No consideration of sustainability adverse impacts
CCIM does not consider the adverse impacts of investment decisions on sustainability factors in respect of the Schemes it manages, for the reasons hereunder.
▪ The investment decisions are taken by the Investment Manager in accordance with the applicable investment strategies, policies and investment restrictions of the Schemes. The investment strategies and restrictions are set out in the Scheme Documents, which are accessible on the respective websites.
▪ The Investment Manager prioritises the investment strategies and policies of the Schemes without further restrictions being posed by adverse impact considerations, as this is deemed to be in the best interest of the Schemes it manages and in order to not exclude investments which are aligned with the Schemes’ investment strategies and policies.
▪ Any considerations made towards adverse impacts within the investment decision process, would require the availability and reliability of data to ensure a proper assessment. There is presently insufficient data to ensure consistency and completeness to allow the full assessment of adverse impacts. The Investment Manager will monitor and assess the availability of data, particularly upon further mandatory reporting coming into effect, with a view to consider whether to review its position on the consideration of the adverse impacts, if and to the extent that this would be applicable at the time to the investment strategies and policies of the Schemes it manages.
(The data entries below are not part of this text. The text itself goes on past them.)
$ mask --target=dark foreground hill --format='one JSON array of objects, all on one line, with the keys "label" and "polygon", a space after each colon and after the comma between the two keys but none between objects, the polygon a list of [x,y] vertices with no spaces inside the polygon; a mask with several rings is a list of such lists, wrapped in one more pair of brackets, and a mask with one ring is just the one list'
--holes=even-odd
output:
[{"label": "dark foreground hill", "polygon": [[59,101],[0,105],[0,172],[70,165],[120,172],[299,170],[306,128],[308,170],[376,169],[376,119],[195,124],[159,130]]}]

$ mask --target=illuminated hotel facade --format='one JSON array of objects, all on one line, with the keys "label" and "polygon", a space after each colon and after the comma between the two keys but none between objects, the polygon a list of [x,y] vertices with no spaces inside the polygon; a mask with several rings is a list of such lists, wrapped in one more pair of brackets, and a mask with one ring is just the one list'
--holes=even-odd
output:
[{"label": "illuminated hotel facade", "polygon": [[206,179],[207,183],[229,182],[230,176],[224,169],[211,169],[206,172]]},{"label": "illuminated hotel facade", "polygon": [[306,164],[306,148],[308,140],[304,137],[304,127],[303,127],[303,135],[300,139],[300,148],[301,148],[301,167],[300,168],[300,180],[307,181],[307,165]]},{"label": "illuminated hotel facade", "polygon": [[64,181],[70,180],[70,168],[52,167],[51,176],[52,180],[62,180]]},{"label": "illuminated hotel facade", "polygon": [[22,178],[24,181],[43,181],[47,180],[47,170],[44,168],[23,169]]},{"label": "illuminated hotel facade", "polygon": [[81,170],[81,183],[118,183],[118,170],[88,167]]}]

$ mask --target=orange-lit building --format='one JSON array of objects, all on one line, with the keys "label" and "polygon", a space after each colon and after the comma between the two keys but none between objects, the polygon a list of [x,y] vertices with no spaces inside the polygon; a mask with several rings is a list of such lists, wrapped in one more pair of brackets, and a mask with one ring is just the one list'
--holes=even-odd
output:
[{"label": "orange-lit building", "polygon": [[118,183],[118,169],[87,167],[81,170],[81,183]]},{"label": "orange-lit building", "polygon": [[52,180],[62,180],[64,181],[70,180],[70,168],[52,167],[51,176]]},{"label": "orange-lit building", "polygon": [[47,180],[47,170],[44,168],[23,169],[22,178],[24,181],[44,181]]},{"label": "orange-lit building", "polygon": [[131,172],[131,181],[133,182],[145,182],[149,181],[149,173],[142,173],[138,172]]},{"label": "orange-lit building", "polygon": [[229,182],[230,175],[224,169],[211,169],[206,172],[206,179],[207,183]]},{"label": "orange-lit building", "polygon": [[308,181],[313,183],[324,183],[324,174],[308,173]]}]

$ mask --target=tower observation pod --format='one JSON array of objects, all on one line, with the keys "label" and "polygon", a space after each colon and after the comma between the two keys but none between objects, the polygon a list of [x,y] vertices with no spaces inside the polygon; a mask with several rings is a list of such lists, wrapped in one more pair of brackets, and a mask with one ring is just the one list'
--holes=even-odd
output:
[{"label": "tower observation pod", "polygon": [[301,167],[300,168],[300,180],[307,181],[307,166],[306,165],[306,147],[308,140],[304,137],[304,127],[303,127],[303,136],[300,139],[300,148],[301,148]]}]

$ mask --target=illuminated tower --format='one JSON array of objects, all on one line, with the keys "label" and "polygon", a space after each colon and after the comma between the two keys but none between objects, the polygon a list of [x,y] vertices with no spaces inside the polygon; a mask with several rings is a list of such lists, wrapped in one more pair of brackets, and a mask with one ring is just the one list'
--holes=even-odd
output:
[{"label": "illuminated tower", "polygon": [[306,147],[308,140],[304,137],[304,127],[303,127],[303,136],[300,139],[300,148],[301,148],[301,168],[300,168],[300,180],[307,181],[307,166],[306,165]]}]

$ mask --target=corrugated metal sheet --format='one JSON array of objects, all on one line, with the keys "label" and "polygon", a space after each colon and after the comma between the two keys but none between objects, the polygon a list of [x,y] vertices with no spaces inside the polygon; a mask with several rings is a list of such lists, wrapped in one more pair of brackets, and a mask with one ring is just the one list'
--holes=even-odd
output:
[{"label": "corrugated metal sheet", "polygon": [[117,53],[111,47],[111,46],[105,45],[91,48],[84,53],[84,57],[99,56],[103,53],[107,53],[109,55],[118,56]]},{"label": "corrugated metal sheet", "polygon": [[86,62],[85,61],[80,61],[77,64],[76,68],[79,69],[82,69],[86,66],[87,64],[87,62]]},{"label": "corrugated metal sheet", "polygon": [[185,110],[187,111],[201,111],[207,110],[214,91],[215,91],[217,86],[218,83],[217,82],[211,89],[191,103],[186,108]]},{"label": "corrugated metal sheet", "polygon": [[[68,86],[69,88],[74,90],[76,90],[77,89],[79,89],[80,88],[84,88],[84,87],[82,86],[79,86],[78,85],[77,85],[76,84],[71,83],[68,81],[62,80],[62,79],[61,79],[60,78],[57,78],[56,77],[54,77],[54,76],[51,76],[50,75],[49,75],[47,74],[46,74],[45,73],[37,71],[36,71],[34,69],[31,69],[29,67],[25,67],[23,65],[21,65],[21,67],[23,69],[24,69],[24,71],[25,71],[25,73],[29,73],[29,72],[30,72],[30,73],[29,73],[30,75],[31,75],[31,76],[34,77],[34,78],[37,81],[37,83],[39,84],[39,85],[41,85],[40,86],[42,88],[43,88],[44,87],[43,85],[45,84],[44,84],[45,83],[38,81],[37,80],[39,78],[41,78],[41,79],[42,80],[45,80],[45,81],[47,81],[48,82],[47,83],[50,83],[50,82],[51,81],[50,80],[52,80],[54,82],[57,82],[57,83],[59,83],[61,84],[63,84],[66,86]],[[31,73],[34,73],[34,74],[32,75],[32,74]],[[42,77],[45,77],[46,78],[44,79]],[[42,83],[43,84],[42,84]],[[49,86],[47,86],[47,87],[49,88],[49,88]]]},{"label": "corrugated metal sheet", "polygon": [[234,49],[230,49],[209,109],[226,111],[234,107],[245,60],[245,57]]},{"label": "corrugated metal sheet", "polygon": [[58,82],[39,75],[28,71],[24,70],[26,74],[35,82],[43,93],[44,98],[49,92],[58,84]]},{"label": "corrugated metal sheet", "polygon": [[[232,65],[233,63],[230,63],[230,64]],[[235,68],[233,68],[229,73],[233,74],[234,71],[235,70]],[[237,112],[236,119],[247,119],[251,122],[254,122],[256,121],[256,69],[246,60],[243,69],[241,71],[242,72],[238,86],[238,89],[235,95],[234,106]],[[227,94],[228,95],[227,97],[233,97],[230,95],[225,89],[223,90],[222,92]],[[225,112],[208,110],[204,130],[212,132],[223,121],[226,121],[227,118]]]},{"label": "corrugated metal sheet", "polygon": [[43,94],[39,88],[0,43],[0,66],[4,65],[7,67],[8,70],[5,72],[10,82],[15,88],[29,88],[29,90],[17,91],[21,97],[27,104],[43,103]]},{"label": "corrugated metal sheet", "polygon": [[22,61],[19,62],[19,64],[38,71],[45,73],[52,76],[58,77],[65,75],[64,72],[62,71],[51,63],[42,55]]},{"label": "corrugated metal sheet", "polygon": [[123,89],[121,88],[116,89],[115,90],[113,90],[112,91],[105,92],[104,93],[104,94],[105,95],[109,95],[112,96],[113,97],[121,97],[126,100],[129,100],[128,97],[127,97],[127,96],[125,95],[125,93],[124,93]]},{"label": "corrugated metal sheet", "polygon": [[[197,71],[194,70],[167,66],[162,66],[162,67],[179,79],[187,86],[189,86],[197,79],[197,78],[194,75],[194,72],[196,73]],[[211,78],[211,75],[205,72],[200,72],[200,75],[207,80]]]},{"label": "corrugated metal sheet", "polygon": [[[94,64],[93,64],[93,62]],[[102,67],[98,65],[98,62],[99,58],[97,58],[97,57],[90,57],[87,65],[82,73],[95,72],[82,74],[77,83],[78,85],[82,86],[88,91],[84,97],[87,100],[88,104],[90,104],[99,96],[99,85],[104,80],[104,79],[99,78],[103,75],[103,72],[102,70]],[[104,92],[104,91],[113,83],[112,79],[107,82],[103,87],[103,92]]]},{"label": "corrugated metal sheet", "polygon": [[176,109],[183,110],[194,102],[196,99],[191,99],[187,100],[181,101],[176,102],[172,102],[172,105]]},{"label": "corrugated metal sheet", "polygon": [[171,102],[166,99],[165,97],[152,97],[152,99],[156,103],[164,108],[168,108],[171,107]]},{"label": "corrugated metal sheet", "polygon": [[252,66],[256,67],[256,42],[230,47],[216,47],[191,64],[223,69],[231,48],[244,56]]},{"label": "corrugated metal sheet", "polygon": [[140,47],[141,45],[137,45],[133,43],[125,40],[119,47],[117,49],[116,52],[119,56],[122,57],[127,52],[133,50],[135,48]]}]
In view of the considerations set out above, CCIM applies the principle of not considering adverse impacts of investment decisions on sustainability factors.
The Investment Manager may consider principal adverse impacts in the future should there be changes to these aspects and provided overall prevailing circumstances permit. In such circumstances and conditions permitting, the Investment Manager may consider investment focused on companies or assets that are operated in an environmentally responsible manner, with respect for human rights and labour rights and providing good, healthy and safe working conditions and promote good governance conduct
Remuneration Policy
The SFDR requires CCIM to include in the remuneration policies information on how those policies are consistent with the integration of sustainability risks.
CCIM has a fixed remuneration strategy unless it is justified following a performance assessment based on quantitative and qualitative criteria on the entity and personal level. In this regard, CCIM views its remuneration structure to be consistent with the integration of sustainability risks.